# File-Uploader



## PcJuenger (2. August 2014)

Da mir kein passendes Unterforum ins Auge gesprungen ist, stelle ich meine Anfrage einfach mal hier:
Kennt ihr vertrauenswürdige Websites, auf denen man seine Dateien uploaden kann ^^?


----------



## Worrel (2. August 2014)

Was denn für Dateien? Und für wen abrufbar?

Je nach Zweck fällt mir da als erstes Dropbox und Rapidshare ein.


----------



## PcJuenger (2. August 2014)

Um ins Detail zu gehen: Da ich bald Semesterferien habe, habe ich auch wieder Zeit für Java, also dachte ich mir, es wäre ganz nützlich, meine Jar-Dateien irgendwo hochladen zu können, um sie an eventuelle Interessenten/Tester verteilen zu können. 
Der Zugriff ist nicht wirklich entscheidend, notfalls verschlüsselt man halt die Archive und gut ist. Dann kann ja auch nur ein ausgewählter Kreis darauf zugreifen ^^

Hmmm, welcher davon wäre denn zu präferieren? Und: Sind beide (zumindest begrenzt) frei nutzbar?


----------



## golani79 (2. August 2014)

Rapidshare weiß ich jetzt nicht genau, aber zumindest Dropbox ist frei nutzbar - man ist halt nur im Onlinespeicher limitiert.
Anfangs bekommt man glaub ich 2 oder 3GB zur Verfügung gestellt - den Speicherplatz kann man aber mit diversen Sachen kostenlos upgraden (z.B. wenn man Freunde einlädt, die Dropbox App am Smartphone installiert, etc. )

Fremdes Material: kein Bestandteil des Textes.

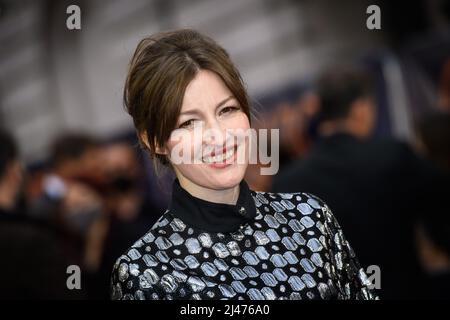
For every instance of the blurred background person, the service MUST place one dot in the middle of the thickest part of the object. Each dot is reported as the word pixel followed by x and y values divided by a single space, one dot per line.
pixel 33 264
pixel 70 201
pixel 379 188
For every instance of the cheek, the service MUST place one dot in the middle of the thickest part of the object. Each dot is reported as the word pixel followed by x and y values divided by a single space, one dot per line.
pixel 240 121
pixel 187 145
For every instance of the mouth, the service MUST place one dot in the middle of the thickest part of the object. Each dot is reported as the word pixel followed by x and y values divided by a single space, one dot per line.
pixel 222 158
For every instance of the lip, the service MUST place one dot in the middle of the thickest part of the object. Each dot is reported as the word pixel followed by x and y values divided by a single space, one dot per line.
pixel 227 162
pixel 224 150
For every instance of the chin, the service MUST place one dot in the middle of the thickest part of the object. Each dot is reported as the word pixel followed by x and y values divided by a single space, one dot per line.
pixel 227 178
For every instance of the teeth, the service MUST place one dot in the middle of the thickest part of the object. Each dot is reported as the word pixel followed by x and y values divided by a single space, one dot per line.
pixel 220 157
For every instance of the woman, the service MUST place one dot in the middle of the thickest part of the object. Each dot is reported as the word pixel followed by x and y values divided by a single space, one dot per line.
pixel 219 239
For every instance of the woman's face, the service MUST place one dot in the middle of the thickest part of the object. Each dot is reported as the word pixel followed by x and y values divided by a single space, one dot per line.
pixel 205 135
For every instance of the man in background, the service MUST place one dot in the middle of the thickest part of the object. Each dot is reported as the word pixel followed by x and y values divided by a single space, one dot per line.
pixel 378 189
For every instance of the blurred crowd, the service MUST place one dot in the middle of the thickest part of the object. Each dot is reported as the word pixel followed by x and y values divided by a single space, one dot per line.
pixel 84 208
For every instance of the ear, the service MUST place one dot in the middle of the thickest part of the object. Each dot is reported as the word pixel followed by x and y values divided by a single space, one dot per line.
pixel 144 139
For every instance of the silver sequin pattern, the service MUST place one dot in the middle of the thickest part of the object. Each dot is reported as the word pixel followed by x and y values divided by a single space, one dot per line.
pixel 294 249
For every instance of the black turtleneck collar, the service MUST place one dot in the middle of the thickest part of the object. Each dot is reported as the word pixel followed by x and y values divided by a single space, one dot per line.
pixel 211 216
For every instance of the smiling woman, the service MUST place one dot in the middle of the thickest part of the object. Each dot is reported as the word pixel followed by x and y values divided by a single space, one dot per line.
pixel 218 239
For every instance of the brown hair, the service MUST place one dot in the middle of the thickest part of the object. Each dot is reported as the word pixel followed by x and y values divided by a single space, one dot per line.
pixel 161 68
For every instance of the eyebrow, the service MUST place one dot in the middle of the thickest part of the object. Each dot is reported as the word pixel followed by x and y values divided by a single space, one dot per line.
pixel 196 111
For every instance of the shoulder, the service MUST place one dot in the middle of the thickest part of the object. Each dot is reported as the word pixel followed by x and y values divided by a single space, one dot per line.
pixel 304 202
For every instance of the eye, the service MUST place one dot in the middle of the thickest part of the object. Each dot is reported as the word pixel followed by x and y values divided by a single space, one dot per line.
pixel 229 109
pixel 187 124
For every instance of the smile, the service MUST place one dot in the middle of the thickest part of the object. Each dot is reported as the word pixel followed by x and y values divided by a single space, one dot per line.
pixel 220 158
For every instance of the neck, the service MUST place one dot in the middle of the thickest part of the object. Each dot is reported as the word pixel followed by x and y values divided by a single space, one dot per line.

Falls du DB nutzen wirst, würde ich mich freuen, wenn du dich über meinen Referral-Link anmelden würdest:

https://db.tt/dSqlyzHL


Als Verschlüsselung verwendet DB eine AES Verschlüsselung mit 256 Bit - die Betreiber empfehlen jedoch, wirklich sensible Daten vor dem Hochladen selber noch zu verschlüsseln.

Bin bisher eigentlich recht zufrieden damit und wir haben es auch für diverse Studienprojekte verwendet, um Dateien auszutauschen.
Ist eigentlich relativ einfach, Berechtigungen zu bestimmten Ordnern einzurichten und man kann gewünschte Ordner auch direkt auf die Festplatte synchronsieren über die Anwendung.
So bleibt alles immer aktuell und es gibt auch nen Änderungsverlauf, falls etwas wiederhergestellt werden sollte etc.


----------



## Loosa (2. August 2014)

https://mega.co.nz/ rühmt sich ja von wegen Anonymität und Verschlüsselung und bietet kostenlos 50GB Volumen. Allerdings kann ich diesen selbstgefälligen Gründer nicht ab und die ganze Sache stinkt dann doch wieder nach Filesharer.

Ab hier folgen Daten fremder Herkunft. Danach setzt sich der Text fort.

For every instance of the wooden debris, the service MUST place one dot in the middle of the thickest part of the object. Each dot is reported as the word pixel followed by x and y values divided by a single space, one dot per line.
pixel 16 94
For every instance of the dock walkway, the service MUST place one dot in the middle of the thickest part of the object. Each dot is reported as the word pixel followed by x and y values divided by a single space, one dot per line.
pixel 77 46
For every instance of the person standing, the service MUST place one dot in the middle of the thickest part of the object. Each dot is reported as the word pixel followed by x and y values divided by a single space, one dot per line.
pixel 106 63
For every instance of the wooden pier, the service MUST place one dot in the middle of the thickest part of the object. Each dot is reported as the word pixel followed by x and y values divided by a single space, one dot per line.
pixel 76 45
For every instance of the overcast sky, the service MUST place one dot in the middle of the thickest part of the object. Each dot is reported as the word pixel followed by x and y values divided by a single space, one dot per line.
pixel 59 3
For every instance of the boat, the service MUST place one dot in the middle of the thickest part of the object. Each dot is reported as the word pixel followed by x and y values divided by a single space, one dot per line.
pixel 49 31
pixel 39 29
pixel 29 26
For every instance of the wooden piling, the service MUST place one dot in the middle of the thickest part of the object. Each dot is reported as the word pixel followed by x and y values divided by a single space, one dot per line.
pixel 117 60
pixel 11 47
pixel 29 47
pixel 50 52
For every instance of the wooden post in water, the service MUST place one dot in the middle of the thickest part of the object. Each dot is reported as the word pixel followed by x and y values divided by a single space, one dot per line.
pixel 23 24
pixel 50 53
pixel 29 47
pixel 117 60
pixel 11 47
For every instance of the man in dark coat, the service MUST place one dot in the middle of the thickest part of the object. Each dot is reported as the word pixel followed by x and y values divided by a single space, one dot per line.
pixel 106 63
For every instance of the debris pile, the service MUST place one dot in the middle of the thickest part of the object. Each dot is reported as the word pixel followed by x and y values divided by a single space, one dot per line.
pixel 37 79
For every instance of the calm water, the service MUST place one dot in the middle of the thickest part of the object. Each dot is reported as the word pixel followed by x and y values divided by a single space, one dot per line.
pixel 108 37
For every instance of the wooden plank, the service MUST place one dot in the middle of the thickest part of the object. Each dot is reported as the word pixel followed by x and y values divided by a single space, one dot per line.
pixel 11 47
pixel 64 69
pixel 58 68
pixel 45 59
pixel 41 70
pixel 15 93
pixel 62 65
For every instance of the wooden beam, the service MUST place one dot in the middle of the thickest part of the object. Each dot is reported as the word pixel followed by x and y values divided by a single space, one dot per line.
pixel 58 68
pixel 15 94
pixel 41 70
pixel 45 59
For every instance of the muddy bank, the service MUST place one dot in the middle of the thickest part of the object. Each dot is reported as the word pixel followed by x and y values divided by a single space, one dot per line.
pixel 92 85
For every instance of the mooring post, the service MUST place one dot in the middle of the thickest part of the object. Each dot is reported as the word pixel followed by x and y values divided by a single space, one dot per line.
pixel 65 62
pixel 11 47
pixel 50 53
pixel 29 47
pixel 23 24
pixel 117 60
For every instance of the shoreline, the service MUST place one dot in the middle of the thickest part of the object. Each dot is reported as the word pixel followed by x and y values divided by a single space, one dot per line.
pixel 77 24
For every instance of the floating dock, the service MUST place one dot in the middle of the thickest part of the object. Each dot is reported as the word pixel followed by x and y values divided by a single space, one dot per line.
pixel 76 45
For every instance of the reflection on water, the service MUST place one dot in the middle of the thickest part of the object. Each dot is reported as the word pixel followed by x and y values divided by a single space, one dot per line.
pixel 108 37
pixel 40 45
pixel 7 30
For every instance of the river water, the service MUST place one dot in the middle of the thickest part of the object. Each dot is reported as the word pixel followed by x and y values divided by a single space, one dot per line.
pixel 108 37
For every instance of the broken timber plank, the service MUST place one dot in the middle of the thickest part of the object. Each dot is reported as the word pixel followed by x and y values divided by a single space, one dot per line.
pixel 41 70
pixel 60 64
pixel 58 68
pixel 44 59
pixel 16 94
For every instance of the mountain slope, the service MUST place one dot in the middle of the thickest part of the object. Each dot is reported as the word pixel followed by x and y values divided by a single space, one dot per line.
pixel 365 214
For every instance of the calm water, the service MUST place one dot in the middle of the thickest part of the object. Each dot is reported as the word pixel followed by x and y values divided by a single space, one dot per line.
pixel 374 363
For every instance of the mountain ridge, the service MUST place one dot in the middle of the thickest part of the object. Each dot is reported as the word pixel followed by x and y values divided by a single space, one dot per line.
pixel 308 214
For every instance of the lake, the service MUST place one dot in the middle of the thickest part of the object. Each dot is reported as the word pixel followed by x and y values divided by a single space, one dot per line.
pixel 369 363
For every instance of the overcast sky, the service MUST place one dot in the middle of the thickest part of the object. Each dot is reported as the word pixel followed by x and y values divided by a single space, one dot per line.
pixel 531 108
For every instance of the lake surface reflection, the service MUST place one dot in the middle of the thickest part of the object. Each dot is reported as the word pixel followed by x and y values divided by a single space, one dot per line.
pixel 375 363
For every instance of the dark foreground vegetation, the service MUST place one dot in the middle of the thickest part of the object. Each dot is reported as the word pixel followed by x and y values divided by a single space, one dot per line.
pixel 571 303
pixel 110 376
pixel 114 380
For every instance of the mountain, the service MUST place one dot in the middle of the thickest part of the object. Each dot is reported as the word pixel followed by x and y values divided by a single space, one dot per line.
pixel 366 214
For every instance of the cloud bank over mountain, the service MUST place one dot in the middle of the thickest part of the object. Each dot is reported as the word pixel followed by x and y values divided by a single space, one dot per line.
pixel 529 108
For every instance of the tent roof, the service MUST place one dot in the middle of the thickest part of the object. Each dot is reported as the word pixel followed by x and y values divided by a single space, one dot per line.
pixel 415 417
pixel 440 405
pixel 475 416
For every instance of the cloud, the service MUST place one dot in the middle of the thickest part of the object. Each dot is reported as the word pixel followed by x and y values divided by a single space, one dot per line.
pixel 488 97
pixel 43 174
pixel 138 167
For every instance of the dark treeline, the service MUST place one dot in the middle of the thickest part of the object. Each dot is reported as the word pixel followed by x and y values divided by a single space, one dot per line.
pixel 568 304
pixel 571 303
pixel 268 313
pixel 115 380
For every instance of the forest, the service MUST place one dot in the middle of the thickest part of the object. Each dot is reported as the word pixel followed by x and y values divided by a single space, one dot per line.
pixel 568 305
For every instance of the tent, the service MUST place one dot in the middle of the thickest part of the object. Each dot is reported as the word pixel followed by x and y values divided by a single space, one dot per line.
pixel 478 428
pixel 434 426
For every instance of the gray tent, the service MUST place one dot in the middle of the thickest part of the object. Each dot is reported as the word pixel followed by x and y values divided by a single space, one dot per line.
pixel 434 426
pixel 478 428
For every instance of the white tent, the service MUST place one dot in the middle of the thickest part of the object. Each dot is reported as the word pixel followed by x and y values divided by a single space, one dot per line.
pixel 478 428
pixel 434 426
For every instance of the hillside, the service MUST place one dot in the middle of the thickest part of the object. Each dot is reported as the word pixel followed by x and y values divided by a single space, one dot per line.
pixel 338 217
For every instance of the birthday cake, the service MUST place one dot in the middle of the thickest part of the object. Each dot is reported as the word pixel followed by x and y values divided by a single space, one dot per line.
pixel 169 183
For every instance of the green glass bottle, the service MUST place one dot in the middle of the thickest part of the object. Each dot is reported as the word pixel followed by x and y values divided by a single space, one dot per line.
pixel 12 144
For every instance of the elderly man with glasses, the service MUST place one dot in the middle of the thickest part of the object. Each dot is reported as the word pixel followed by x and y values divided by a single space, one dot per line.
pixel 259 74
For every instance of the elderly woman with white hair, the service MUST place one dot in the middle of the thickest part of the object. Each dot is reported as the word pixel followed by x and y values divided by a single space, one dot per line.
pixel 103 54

Dropbox ist sicher gut und wird auch von vielen Apps unterstützt.

Da ich schon seit Ewigkeiten einen Hotmail Account hatte nutze ich persönlich Onedrive von Microsoft, mit 15GB kostenlos. Damit synchronisiere ich diverse Projekte und Tools zwischen meinem Heim- und Arbeits-PC (Software für PC oder Mac installieren und einen Ordner definieren oder per Browser verwalten) und kann Unterordner frei mit anderen Teilen. Inklusive Fotoalben mit Editier- und Kommentarfunktion oder Dokumente an denen mehrere arbeiten dürfen.
Da ich nur unkritische Daten damit verwalte habe ich mir über die Sicherheit aber noch nicht viele Gedanken gemacht.

Falls du das ausprobieren möchtest könntest du meinen Referral-Link benutzen: https://onedrive.live.com/?invref=3d16356996d22c00&invsrc=90
(oder auch nicht  https://onedrive.live.com/  )


----------



## RichardLancelot (2. August 2014)

Willst du für die Sicherheit deiner Daten was ausgeben oder nicht bzw. ist Sicherheit überhaupt ein Kriterium? Wenn du beide Fragen mit ja beantwortet rate ich zu Spideroak. Wenn du die Daten prinzipiell anderen bereitstellen willst reichen auch die kostenfreien Angebote von DB und Mega, wobei Mega mehr Speicher bietet, Dropbox aber weiter verbreitet und unterstützt ist.


----------



## BiJay (2. August 2014)

PcJuenger schrieb:


> Um ins Detail zu gehen: Da ich bald Semesterferien habe, habe ich auch wieder Zeit für Java, also dachte ich mir, es wäre ganz nützlich, meine Jar-Dateien irgendwo hochladen zu können, um sie an eventuelle Interessenten/Tester verteilen zu können.
> Der Zugriff ist nicht wirklich entscheidend, notfalls verschlüsselt man halt die Archive und gut ist. Dann kann ja auch nur ein ausgewählter Kreis darauf zugreifen ^^
> 
> Hmmm, welcher davon wäre denn zu präferieren? Und: Sind beide (zumindest begrenzt) frei nutzbar?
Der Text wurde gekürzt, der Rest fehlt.